Mailing List Archive

[Cherokee] [Re]: Feedback: Improving the quality of Cherokee's documentation
On Thu, 31 Jul 2008, Alvaro Lopez Ortega wrote:

> On 31 Jul 2008, at 18:57, Taher Shihadeh wrote:
>
> > * <8> Table with equivalent functionality (and hopefully a full
> > setup example)
> > to that of specific mod_* Apache modules.
>
> I don't think this is really interesting. Besides the support of the
> Apache de-facto standards we have nothing to do with it.
>
> Actually, many of the module types won't even have a match on the
> others architecture. In fact, what would we do? Would we compare a
> bunch of pseudo-XML text with a screencasts? It would not be fair!

I disagree, we might need to take another approach. Show bunchmarks based
on 'the equivalent' configurations. But also show competition!

So give a theme based benchmrks; Show how well apache/lighttpd/boa/etc.
performs in serving PHP files. And give the Cherokee configuration for
doing the same, with real numbers.

Although some cherokee handlers (for example mine) are more like small
applications (vs scripts in python/php) it might still be interesting to
show what we can do with Cherokee on a higher level and how easy it is to
do so.


Stefan
[Cherokee] [Re]: Feedback: Improving the quality of Cherokee's documentation [ In reply to ]
> Although some cherokee handlers (for example mine) are more like small
> applications (vs scripts in python/php) it might still be interesting to
> show what we can do with Cherokee on a higher level and how easy it is to
> do so.
For me personally, this is where I hope to find new power in the
cherokee community, small, specific applications, but that is my
opinion. The web is more and more getting a grid, with servers serving
their content as webservices that are then mashed up into specific
websites. Servers to serve websites are well capable of these tasks. And
personally, I don't care to much if a webpage renders in 2.8 or 1.4
seconds. But when I have a server that parses a 1 TB satellite image and
is able to generate a resulting 400x400pixel gif or jpeg in under 3
seconds, or take a bounding box of a 65GB geospatial database, generate
an image and return it in less then 3 seconds. When I can reach these
goals you will see me dancing ;-)

As I said earlier on, my goal with cherokee is to set up the fastest
mapserver available, put cherokee-mapserver-servers in a cluster and do
something similar to what google is doing with their google maps
satellite image and road maps.

I am no longer thinking traditionally in html/semi static (php) content
webservers, I need webservers that are specialized in serving XML, JSON,
GML, GeoJSON, KML and so on.. so we can connect them to all the
existing, regular, webservers around that can turn these beautiful
webservices into content that is of use to visitors.

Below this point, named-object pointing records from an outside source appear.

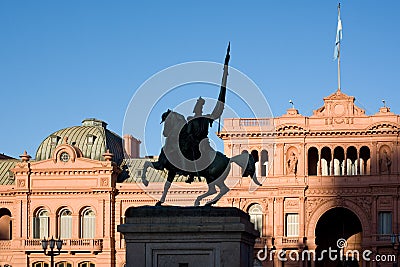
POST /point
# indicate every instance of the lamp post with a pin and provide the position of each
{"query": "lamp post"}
(52, 245)
(395, 240)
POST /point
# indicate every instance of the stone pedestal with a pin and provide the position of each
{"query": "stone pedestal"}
(188, 237)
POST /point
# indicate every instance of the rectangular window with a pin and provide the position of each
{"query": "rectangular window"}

In the meantime, I will focus on documentation!

Kind regards,

Milo

>
>
> Stefan
>
> _______________________________________________
> Cherokee-dev mailing list
> Cherokee-dev at lists.octality.com
> http://lists.octality.com/listinfo/cherokee-dev
>
[Cherokee] [Re]: Feedback: Improving the quality of Cherokee's documentation [ In reply to ]
On Thursday 31 July 2008 20:33:19, Stefan de Konink wrote:
> > > * <8> Table with equivalent functionality (and hopefully a full
> > > setup example) to that of specific mod_* Apache modules.
> >
> > I don't think this is really interesting. Besides the support of the
> > Apache de-facto standards we have nothing to do with it.
>
> Although some cherokee handlers (for example mine) are more like small
> applications (vs scripts in python/php) it might still be interesting to
> show what we can do with Cherokee on a higher level and how easy it is to
> do so.

I must admit I didn't think about these specific cases. What I actually meant with <8> proposal was that we should have some sort of quick reference to specifica tasks to allow easier navigation through the documentation. Something in the line of "I want to use mod_rewrite, how do I do this with Cherokee", which should explain briefly how to rewrite URLs and what module's docs should be consulted to have more specific details.

In my flawed reasoning, I assumed everyone knew what every Apache module did, so I suggested the name of the module as index of our quickref table.
But I guess it is much more logical to simply state the desired task to achieve, and then write the small sections I was thinking of.

I do think Stefan is right about the benchmarking thing, but I would rather leave that part for the website and out of the documentation. Mostly for maintenance reasons: updating this kind of comparisons takes time, and though we're talking about a complete rework of the documentation this should be a one time thing.
Hopefully in future releases the documentation will grow incrementally but without requiring a complete rewrite for every release.